Front Med (Lausanne) ; 8: 730577, 2021.
Article en En | MEDLINE | ID: mdl-35087842
ABSTRACT

Introduction:

Aside from the reverse transcription-PCR tests for the diagnosis of the COVID-19 in routine clinical care and population-scale screening, there is an urgent need to increase the number and the efficiency for full viral genome sequencing to detect the variants of SARS-CoV-2. SARS-CoV-2 variants assessment should be easily, rapidly, and routinely available in any academic hospital.
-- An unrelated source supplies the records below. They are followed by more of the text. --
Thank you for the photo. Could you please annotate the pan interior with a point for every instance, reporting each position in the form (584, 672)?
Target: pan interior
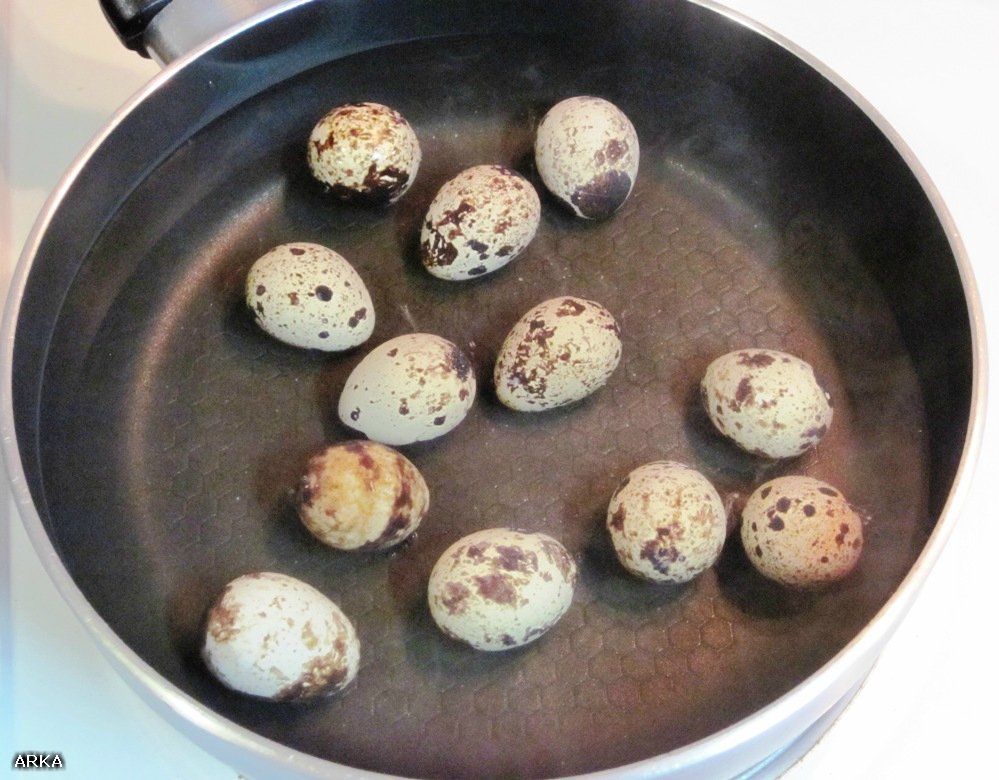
(768, 212)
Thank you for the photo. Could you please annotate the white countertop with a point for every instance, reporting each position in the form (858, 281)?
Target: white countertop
(930, 67)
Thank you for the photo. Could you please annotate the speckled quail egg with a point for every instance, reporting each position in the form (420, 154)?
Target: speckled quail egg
(412, 388)
(365, 153)
(501, 588)
(273, 636)
(561, 351)
(768, 402)
(307, 295)
(478, 222)
(667, 522)
(586, 151)
(801, 532)
(361, 495)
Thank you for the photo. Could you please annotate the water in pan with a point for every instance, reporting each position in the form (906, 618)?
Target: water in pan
(171, 468)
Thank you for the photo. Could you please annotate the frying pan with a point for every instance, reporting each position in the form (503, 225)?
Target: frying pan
(153, 433)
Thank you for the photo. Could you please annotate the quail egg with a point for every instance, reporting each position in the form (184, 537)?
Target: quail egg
(275, 637)
(414, 387)
(365, 153)
(501, 588)
(478, 222)
(361, 495)
(768, 402)
(559, 352)
(801, 532)
(586, 151)
(308, 296)
(667, 522)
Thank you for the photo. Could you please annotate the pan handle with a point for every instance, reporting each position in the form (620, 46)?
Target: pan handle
(166, 29)
(129, 18)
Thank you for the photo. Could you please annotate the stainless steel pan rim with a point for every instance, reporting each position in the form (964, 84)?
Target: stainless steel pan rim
(727, 753)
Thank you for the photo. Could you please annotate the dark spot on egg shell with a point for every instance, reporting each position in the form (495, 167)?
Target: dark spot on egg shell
(394, 529)
(603, 195)
(320, 675)
(358, 316)
(560, 557)
(743, 393)
(459, 363)
(496, 588)
(659, 557)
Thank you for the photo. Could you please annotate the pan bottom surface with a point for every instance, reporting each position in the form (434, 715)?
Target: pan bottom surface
(176, 431)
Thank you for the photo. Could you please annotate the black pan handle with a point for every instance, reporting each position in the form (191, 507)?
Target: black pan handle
(129, 18)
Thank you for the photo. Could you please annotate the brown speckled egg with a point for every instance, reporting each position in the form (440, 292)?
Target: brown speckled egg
(412, 388)
(768, 402)
(586, 151)
(667, 522)
(478, 222)
(801, 532)
(561, 351)
(309, 296)
(365, 153)
(501, 588)
(361, 495)
(273, 636)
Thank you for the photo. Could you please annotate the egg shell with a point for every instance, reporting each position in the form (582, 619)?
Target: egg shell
(561, 351)
(309, 296)
(478, 222)
(667, 522)
(365, 153)
(801, 532)
(501, 588)
(361, 495)
(766, 401)
(275, 637)
(414, 387)
(586, 151)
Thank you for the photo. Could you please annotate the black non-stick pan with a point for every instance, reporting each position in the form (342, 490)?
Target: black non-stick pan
(156, 435)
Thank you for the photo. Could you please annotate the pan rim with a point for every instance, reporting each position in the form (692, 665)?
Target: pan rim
(166, 698)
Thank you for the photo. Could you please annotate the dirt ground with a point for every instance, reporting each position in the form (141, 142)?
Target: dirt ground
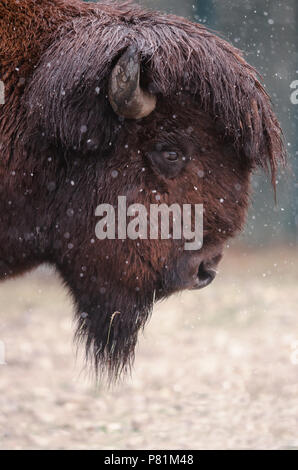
(215, 369)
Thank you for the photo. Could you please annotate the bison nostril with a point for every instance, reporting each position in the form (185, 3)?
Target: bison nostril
(205, 276)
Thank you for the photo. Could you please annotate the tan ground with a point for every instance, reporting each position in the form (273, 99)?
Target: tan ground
(216, 369)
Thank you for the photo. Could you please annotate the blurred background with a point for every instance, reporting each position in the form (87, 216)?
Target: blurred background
(267, 32)
(216, 369)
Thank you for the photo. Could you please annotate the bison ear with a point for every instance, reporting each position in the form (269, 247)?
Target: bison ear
(126, 96)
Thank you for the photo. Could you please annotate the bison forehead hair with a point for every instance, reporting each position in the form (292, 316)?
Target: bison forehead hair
(62, 139)
(177, 55)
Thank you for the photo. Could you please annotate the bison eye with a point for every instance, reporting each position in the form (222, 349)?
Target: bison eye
(171, 156)
(166, 163)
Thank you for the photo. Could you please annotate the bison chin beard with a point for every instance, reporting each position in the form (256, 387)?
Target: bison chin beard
(110, 329)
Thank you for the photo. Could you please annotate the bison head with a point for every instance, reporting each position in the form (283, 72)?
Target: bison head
(153, 108)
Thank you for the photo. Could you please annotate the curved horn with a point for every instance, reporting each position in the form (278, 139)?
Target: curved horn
(127, 98)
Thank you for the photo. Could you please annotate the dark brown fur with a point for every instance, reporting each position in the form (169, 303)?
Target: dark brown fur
(53, 56)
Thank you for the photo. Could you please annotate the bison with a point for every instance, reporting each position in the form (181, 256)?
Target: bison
(108, 100)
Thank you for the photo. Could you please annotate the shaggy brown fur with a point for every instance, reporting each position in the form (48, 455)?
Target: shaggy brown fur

Materials and

Methods:

SARS-CoV-2 full genome sequencing was performed retrospectively in a single laboratory (LPCE, Louis Pasteur Hospital, Nice, France) in 103 SARS-CoV-2 positive individuals. An automated workflow used the Ion Ampliseq SARS-CoV-2 panel on the Genexus Sequencer. The analyses were made from nasopharyngeal swab (NSP) (n = 64) and/or saliva (n = 39) samples. All samples were collected in the metropolitan area of the Nice city (France) from September 2020 to March 2021.

Results:

The mean turnaround time between RNA extraction and result reports was 30 h for each run of 15 samples. A strong correlation was noted for the results obtained between NSP and saliva paired samples, regardless of low viral load and high (>28) Ct values. After repeated sequencing runs, complete failure of obtaining a valid sequencing result was observed in 4% of samples. Besides the European strain (B.1.160), various variants were identified, including one variant of concern (B.1.1.7), and different variants under monitoring.

Discussion:

Our data highlight the current feasibility of developing the SARS-CoV-2 next-generation sequencing approach in a single hospital center. Moreover, these data showed that using the Ion Ampliseq SARS-CoV-2 Assay, the SARS-CoV-2 genome sequencing is rapid and efficient not only in NSP but also in saliva samples with a low viral load. The advantages and limitations of this setup are discussed.